O universo das gueixas e o mundo do jornalismo.


Lá pelas tantas da noite,me bate aquela insônia miserável,depois de horas virando pra direita e pra esquerda sem achar a digna posição de dormir,resolvo ligar a TV. Estava passando o filme “Memórias de uma gueixa”. Como adoro o filme,assisti e um pensamento delirante insone da madrugada me assalta de repente.

O que me ocorreu foi o seguinte,comecei a lembrar a trajetória da personagem principal,a Chiyo,que mais tarde se torna Sayuri e refleti sobre o mundo das gueixas,e encontrei ali um poderoso simbolismo sobre o universo no mercado de trabalho do jornalismo. Quero que o leitor deste texto abstraia bastante para que possa entender que linha de raciocínio mirabolante essa que vos escreve concedeu.
No primeiro momento,temos a pequena Chiyo,vendida para um okiya,uma casa de gueixas e se tornando uma criada do lugar e tomando lições numa espécie de escola para garotas que querem ser gueixas. Aqui eu lembrei de toda a preparação dos alunos,das longas horas de estudo,dedicação,renuncia e a escolha pela profissão. Sim,a parte mais difícil da história.
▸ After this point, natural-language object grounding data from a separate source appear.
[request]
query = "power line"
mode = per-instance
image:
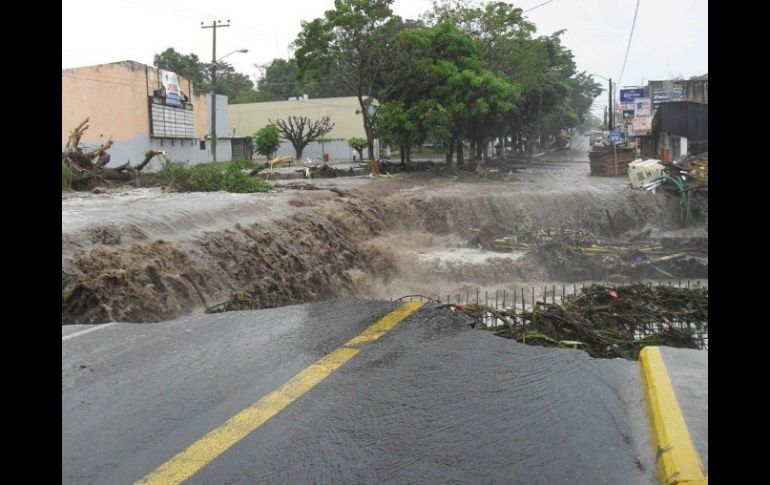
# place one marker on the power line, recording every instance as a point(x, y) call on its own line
point(537, 6)
point(628, 48)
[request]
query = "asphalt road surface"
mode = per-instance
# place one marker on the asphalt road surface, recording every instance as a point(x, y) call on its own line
point(430, 401)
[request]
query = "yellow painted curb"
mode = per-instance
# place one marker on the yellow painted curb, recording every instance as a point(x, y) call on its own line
point(677, 460)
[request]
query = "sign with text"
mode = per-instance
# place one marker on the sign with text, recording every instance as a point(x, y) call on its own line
point(171, 86)
point(659, 96)
point(629, 95)
point(642, 125)
point(642, 107)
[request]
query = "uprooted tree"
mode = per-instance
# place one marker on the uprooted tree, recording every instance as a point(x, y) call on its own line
point(90, 167)
point(301, 130)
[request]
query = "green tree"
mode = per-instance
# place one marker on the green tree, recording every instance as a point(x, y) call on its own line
point(352, 40)
point(267, 140)
point(301, 130)
point(357, 144)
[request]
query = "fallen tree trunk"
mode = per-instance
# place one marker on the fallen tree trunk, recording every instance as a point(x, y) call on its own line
point(91, 166)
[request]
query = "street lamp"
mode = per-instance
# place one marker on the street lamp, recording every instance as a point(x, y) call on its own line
point(214, 100)
point(610, 124)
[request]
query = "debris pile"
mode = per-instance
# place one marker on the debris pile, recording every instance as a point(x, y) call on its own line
point(606, 322)
point(588, 256)
point(610, 161)
point(89, 167)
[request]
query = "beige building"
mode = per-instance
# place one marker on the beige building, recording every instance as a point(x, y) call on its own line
point(345, 113)
point(142, 108)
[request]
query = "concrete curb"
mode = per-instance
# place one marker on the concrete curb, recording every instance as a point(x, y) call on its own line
point(675, 455)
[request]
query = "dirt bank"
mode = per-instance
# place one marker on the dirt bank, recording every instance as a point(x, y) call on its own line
point(146, 256)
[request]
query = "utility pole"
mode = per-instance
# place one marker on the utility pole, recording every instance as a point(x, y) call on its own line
point(214, 25)
point(611, 117)
point(605, 120)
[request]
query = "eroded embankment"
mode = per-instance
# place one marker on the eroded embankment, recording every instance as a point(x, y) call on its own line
point(350, 242)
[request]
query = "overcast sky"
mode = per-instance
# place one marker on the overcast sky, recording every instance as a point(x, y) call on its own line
point(670, 37)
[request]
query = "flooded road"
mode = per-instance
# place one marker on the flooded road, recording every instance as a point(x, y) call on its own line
point(145, 255)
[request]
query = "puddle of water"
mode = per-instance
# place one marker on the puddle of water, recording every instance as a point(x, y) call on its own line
point(464, 255)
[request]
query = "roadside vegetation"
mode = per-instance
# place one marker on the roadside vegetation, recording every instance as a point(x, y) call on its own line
point(227, 176)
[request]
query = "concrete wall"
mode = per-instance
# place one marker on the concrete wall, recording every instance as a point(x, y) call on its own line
point(247, 118)
point(116, 99)
point(337, 150)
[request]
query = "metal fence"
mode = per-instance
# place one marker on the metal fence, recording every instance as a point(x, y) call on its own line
point(521, 302)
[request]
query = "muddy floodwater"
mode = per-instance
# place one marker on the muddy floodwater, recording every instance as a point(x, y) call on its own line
point(142, 255)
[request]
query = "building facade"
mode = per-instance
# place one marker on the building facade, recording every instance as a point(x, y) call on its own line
point(142, 108)
point(344, 112)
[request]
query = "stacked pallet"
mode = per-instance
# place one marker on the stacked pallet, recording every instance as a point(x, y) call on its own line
point(610, 162)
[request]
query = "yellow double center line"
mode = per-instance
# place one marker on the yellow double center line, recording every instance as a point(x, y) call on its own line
point(199, 454)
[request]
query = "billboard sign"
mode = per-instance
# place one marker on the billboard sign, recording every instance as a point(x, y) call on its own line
point(659, 96)
point(642, 107)
point(629, 95)
point(642, 125)
point(171, 87)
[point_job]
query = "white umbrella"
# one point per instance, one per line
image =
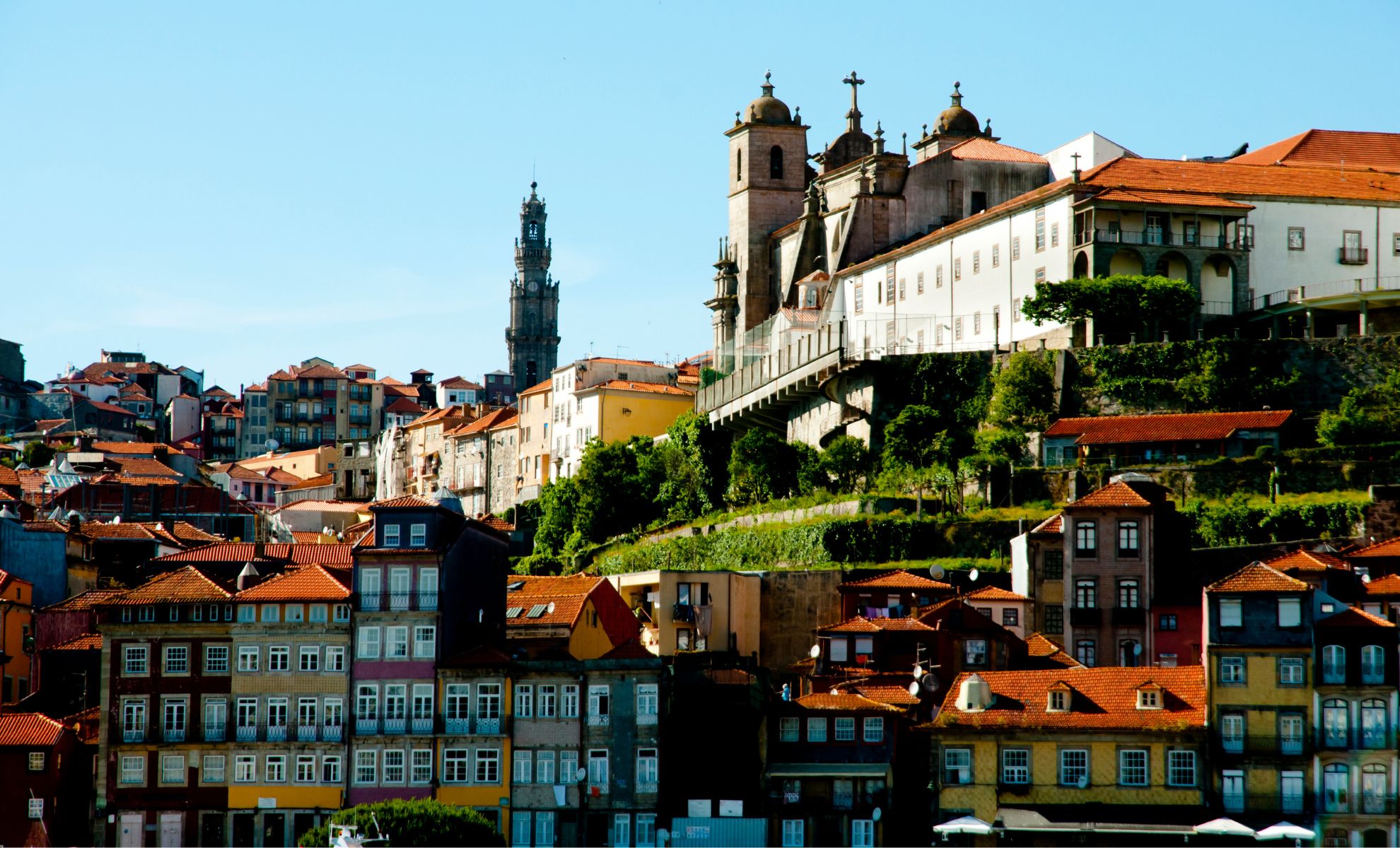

E o que uma gueixa realmente faz. Ela é uma “artista de um mundo flutuante” como diz o filme. Canta,dança,serve saquê,exímia na arte da conversa e de se portar no circulo social. E com que delicadeza e simbolismo temos a transformação das gueixas! Uma tradição que é passada adiante,com as “irmãs mais velhas” ajudando e formando a jovem gueixa. Aqui eu vejo todo o meu universo de faculdade. As gueixas vendem os seus entretenimentos,suas habilidades,os jornalistas também! de certo modo,não tão parecido,mas,no fim se torna semelhante. A mesma delicadeza e cuidado que elas tem com seus leques,seus instrumentos musicais,os jornalistas tem com as suas palavras,sua arte da conversa,suas relações com o universo da informação.
E como as duas profissões são de contatos humanos,nada mais natural do que os conflitos e jogos de interesse e estratégias para alcançar seus objetivos. No filme,vemos a “irmã mais velha” de Sayuri (com a transformação de gueixa,ela ganha outro nome),tentar usar toda a sua influencia e sabedoria para protegê-la das garrhttp://www.blogger.com/img/blank.gifas de Hatsumomo, sua principal rival que quer acabar com sua carreira. Acho que cheguei na parte mais identificável do texto.
Não preciso nem dizer quantos conflitos no jornalismo acontecem por conta dos conflitos pessoais e relações de rivalidade profunda por conta de um mercado brutalmente competitivo. Sua amiga “Pumpkin” que é treinada por Hatsumomo,acaba inevitavelmente tendo que cortar relações com Sayuri. Não há lugar para duas gueixas mais populares no Japão não é?
E assim são os dois universos,de épocas totalmente diferentes e de contextos mais diversos ainda que acabam sendo tão parecidos um com o outro. E,sim,pensamentos delirantes de madrugada podem gerar textos até apresentáveis com alguma lógica!